On Thu, Jan 14, 2021 at 6:15 AM sagar <[hidden email]> wrote:

>
> Thanks Yun
>
>
>
> On Thu, Jan 14, 2021 at 1:58 PM Yun Gao <[hidden email]> wrote:
>>
>> Hi Sagar,
>>
>> I rechecked and found that the new kafka source is not formally publish yet, and a stable method I think may be try adding the FlinkKafkaConsumer as a BOUNDED source first. Sorry for the inconvient.
>>
>> Best,
>> Yun
>>
>> ------------------------------------------------------------------
>> Sender:Yun Gao<[hidden email]>
>> Date:2021/01/14 15:26:54
>> Recipient:Ardhani Narasimha<[hidden email]>; sagar<[hidden email]>
>> Cc:Flink User Mail List<[hidden email]>
>> Theme:Re: Re: Using Kafka as bounded source with DataStream API in batch mode (Flink 1.12)
>>
>> Hi Sagar,
>>
>> I think the problem is that the legacy source implemented by extending SourceFunction are all defined as CONTINOUS_UNBOUNDED when use env.addSource(). Although there is hacky way to add the legacy sources as BOUNDED source [1], I think you may first have a try of new version of KafkaSource [2] ? The new version of KafkaSource is implemented with the new Source API [3], which provides unfied support for the streaming and batch mode.
>>
>> Best,
>> Yun
>>
>>
>>
>>
>> [1] https://github.com/apache/flink/blob/fc00492654a3707dc5ad54fc3dd33453bb568ed1/flink-connectors/flink-connector-files/src/test/java/org/apache/flink/connector/file/sink/BatchExecutionFileSinkITCase.java#L64
>> [2] https://github.com/apache/flink/blob/fc00492654a3707dc5ad54fc3dd33453bb568ed1/flink-connectors/flink-connector-kafka/src/test/java/org/apache/flink/connector/kafka/source/KafkaSourceITCase.java#L69
>> [3] https://cwiki.apache.org/confluence/display/FLINK/FLIP-27%3A+Refactor+Source+Interface
>>
>>
>>
>> ------------------Original Mail ------------------
>> Sender:Ardhani Narasimha <[hidden email]>
>> Send Date:Thu Jan 14 15:11:35 2021
>> Recipients:sagar <[hidden email]>
>> CC:Flink User Mail List <[hidden email]>
>> Subject:Re: Using Kafka as bounded source with DataStream API in batch mode (Flink 1.12)
>>>
>>> Interesting use case.
>>>
>>> Can you please elaborate more on this.
>>> On what criteria do you want to batch? Time? Count?

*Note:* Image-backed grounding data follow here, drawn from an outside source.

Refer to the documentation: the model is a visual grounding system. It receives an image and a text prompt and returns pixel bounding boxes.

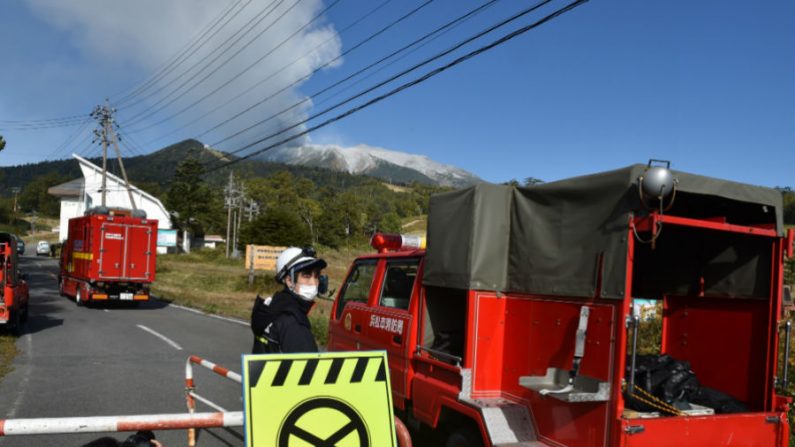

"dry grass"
[401,215,427,235]
[0,335,18,380]
[23,217,61,243]
[151,245,364,345]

Or Size?
>>>
>>> On Thu, 14 Jan 2021 at 12:15 PM, sagar <[hidden email]> wrote:
>>>>
>>>> Hi Team,
>>>>
>>>> I am getting the following error while running DataStream API in with batch mode with kafka source.

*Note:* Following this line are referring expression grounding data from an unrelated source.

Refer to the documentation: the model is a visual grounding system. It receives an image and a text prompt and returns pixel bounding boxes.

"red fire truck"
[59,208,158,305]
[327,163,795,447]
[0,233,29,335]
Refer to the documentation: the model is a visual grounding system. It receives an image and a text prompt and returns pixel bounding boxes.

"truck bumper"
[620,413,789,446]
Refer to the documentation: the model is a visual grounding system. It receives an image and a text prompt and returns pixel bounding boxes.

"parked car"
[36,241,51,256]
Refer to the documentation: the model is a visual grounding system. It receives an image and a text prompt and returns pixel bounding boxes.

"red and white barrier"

>>>> I am using FlinkKafkaConsumer to consume the data.
>>>>
>>>> Caused by: java.lang.IllegalStateException: Detected an UNBOUNDED source with the 'execution.runtime-mode' set to 'BATCH'. This combination is not allowed, please set the 'execution.runtime-mode' to STREAMING or AUTOMATIC
>>>> at org.apache.flink.util.Preconditions.checkState(Preconditions.java:198) ~[flink-core-1.12.0.jar:1.12.0]
>>>>
>>>> In my batch program I wanted to work with four to five different stream in batch mode as data source is bounded
>>>>
>>>> I don't find any clear example of how to do it with kafka souce with Flink 1.12
>>>>
>>>> I don't want to use JDBC source as underlying database table may change. please give me some example on how to achieve the above use case.
>>>>
>>>> Also for any large bounded source are there any alternatives to achieve this?
>>>>
>>>>
>>>>
>>>> --
>>>> ---Regards---
>>>>
>>>> Sagar Bandal
>>>>
>>>> This is confidential mail ,All Rights are Reserved.If you are not intended receipiant please ignore this email.
>>>
>>>
>>> -----------------------------------------------------------------------------------------------------------------------------------------------------------------------
>>> IMPORTANT: The contents of this email and any attachments are confidential and protected by applicable laws. If you have received this email by mistake, please (i) notify the sender immediately; (ii) delete it from your database; and (iii) do not disclose the contents to anyone or make copies thereof. Razorpay accepts no liability caused due to any inadvertent/ unintentional data transmitted through this email.
>>> -----------------------------------------------------------------------------------------------------------------------------------------------------------------------
>>
>>
>
>
> --
> ---Regards---
>
> Sagar Bandal
>
> This is confidential mail ,All Rights are Reserved.If you are not intended receipiant please ignore this email.